My final concern is about mentorship. It appears that only one person on the team has formal mentorship or experience in MI. This is concerning, particularly if you're planning on onboarding 10-15 people, as having one person mentoring them all is going to be challenging. More mentorship (and more experienced mentorship) might be necessary to identify and correct problems early and prevent suboptimal strategies from being implemented.
30 days ago
Hi Gaurav, thanks for weighing in on our project! Here are our thoughts on what you said, written mainly by Clark:
We agree there’s value in visiting Berkeley if people had the means, but we think it’s important there be more alignment hubs in various regions. We think that a good number of potential AIS researchers in Southeast Asia would find it costly and/or hard to visit or move to Berkeley (especially in the current funding landscape), as compared to visiting or working in Manila / SE Asia.

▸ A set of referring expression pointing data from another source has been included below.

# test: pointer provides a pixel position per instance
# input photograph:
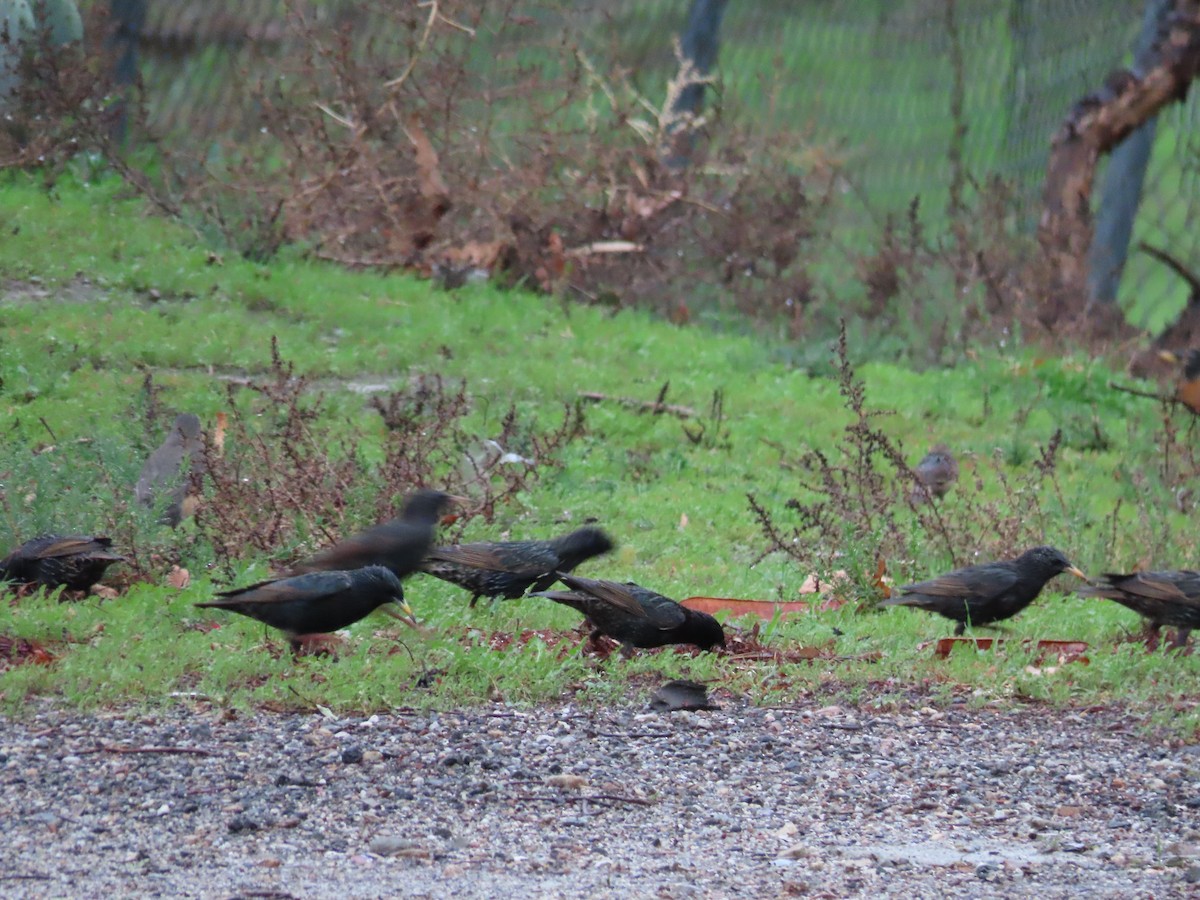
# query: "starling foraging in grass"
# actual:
(982, 594)
(172, 466)
(400, 544)
(75, 562)
(511, 568)
(1170, 598)
(636, 616)
(317, 603)
(936, 473)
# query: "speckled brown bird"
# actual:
(400, 544)
(167, 473)
(75, 562)
(1187, 389)
(317, 603)
(636, 616)
(982, 594)
(1164, 598)
(509, 569)
(936, 473)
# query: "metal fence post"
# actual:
(129, 17)
(1123, 180)
(700, 41)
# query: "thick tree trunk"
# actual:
(1096, 125)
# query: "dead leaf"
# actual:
(762, 609)
(681, 694)
(433, 187)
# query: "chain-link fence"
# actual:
(888, 91)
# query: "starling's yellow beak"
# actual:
(400, 610)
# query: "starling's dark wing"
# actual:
(311, 586)
(1174, 587)
(610, 592)
(1153, 586)
(664, 612)
(1192, 365)
(75, 545)
(976, 581)
(486, 556)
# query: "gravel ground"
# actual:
(588, 802)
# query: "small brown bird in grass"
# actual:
(1167, 598)
(400, 544)
(982, 594)
(317, 603)
(936, 473)
(171, 467)
(636, 616)
(75, 562)
(509, 569)
(1187, 388)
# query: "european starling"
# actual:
(936, 473)
(316, 603)
(636, 616)
(511, 568)
(1170, 598)
(400, 544)
(75, 562)
(172, 466)
(982, 594)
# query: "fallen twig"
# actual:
(1151, 395)
(113, 749)
(589, 798)
(646, 406)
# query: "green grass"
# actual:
(118, 292)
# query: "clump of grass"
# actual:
(285, 474)
(861, 513)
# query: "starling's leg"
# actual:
(1152, 635)
(316, 645)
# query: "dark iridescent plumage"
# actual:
(1165, 598)
(509, 569)
(400, 544)
(981, 594)
(315, 603)
(636, 616)
(75, 562)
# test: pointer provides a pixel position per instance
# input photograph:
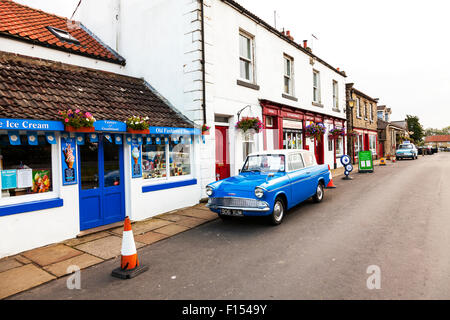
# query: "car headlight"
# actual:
(259, 192)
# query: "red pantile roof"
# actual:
(27, 24)
(32, 88)
(441, 138)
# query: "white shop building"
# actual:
(57, 181)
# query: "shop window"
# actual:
(292, 139)
(162, 161)
(179, 159)
(25, 169)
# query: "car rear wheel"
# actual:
(319, 193)
(278, 212)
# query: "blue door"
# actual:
(101, 183)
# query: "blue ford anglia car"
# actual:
(269, 183)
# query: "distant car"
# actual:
(406, 150)
(270, 183)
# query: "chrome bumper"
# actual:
(238, 204)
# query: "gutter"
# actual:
(203, 62)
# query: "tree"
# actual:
(415, 126)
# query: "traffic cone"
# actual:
(129, 262)
(330, 184)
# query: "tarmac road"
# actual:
(397, 218)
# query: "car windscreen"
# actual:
(265, 163)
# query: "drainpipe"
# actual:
(203, 62)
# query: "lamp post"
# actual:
(350, 146)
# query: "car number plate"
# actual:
(230, 212)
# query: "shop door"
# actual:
(101, 185)
(222, 163)
(318, 150)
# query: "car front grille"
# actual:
(235, 202)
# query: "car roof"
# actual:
(279, 151)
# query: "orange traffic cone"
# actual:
(330, 184)
(129, 262)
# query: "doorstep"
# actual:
(37, 266)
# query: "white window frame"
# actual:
(316, 88)
(56, 169)
(251, 61)
(290, 76)
(169, 178)
(335, 95)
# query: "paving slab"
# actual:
(141, 227)
(150, 237)
(82, 261)
(22, 259)
(87, 238)
(171, 217)
(22, 278)
(51, 254)
(9, 263)
(171, 229)
(105, 248)
(191, 222)
(199, 213)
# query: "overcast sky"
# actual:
(395, 50)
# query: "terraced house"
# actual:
(58, 181)
(362, 120)
(221, 63)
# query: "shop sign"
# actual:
(68, 161)
(168, 130)
(136, 161)
(365, 162)
(21, 124)
(110, 125)
(9, 179)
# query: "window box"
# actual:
(82, 129)
(146, 131)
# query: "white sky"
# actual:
(395, 50)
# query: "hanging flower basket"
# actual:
(205, 130)
(315, 131)
(336, 133)
(250, 123)
(81, 129)
(138, 125)
(77, 121)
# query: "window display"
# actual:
(179, 159)
(177, 153)
(154, 161)
(25, 168)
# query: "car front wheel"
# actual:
(278, 212)
(319, 193)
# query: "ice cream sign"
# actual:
(68, 157)
(21, 124)
(136, 162)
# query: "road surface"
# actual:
(397, 218)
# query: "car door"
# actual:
(299, 177)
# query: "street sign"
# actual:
(365, 162)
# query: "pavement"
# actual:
(38, 266)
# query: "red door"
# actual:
(319, 151)
(222, 156)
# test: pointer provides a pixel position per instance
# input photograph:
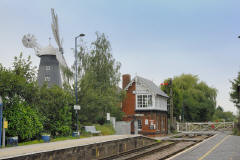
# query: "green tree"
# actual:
(19, 91)
(55, 106)
(220, 115)
(193, 98)
(98, 92)
(235, 93)
(23, 121)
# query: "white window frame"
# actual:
(144, 100)
(139, 124)
(47, 78)
(48, 68)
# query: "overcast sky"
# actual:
(155, 39)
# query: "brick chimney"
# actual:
(126, 79)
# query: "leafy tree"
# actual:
(23, 121)
(235, 92)
(98, 92)
(55, 106)
(193, 98)
(220, 115)
(18, 89)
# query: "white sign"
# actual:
(77, 107)
(108, 116)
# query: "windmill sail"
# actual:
(55, 30)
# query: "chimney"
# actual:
(126, 78)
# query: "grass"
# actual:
(30, 142)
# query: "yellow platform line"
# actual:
(213, 148)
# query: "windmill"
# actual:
(52, 61)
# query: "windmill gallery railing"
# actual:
(207, 126)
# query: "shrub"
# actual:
(23, 121)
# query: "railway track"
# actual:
(157, 151)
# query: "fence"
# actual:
(208, 126)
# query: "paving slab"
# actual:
(45, 147)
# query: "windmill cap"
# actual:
(49, 50)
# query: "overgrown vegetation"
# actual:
(32, 110)
(193, 99)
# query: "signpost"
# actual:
(5, 125)
(76, 108)
(108, 116)
(1, 110)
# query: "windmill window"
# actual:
(48, 68)
(47, 78)
(144, 101)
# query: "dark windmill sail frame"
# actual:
(52, 61)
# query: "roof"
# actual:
(148, 84)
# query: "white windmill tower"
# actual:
(52, 60)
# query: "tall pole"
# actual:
(1, 126)
(171, 103)
(76, 74)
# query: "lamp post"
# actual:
(76, 74)
(1, 110)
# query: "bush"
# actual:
(23, 121)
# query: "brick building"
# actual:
(146, 105)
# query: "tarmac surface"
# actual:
(10, 152)
(222, 146)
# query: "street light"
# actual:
(76, 74)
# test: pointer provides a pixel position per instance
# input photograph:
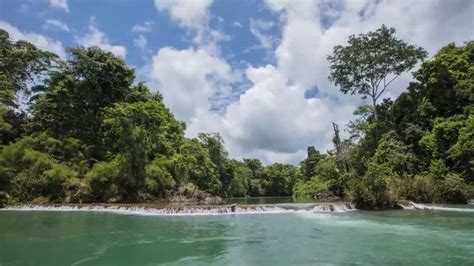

On research sprints to solve COPs: there are nuances to speed. Optimising for paper writing speed for example doesn't make sense, nor would treating the problems as Leetcode puzzles you can grind. The kind of speed we're optimizing for is closer to rate of exploration: how can we reduce our key uncertainties in a topic as quickly as possible? Can we discover all the mistakes and dead-ends ASAP to crystallize the topic's boundaries rapidly? Can we factor the open question into two dozen subquestions, each clearly doable in one sitting, and if so, how many of them can we do in a given timeframe? The crucial point is this: moving around produces information. We want to ruminate on questions in the middle of coding them up, develop the habit of thinking through problems in the space of a Jupyter notebook, and shrink this loop until it becomes second-nature. We have also emailed Neel Nanda and Joseph Bloom about our project and aim to get their advice, so we won't veer too far off course while still learning to walk on our own.
On mentorship, we expect to do well enough in the training phase, but we likely need more mentorship in the research phase. That's why we're going to get a research adviser. During the research phase, the students will (mostly) get advice from Clark and Kriz, while we take advice from a research adviser. The goal is eventually to train ourselves and/or get enough people on our team so that we can confidently do the advising ourselves. This is also why we're adopting the flipped classroom model: we'll only have to produce/curate the learning materials once, and then just focus on getting them to do exercises. We're quite confident this is doable as Clark has taught classes of more than 40 people before.
Let us know if you have more thoughts or questions!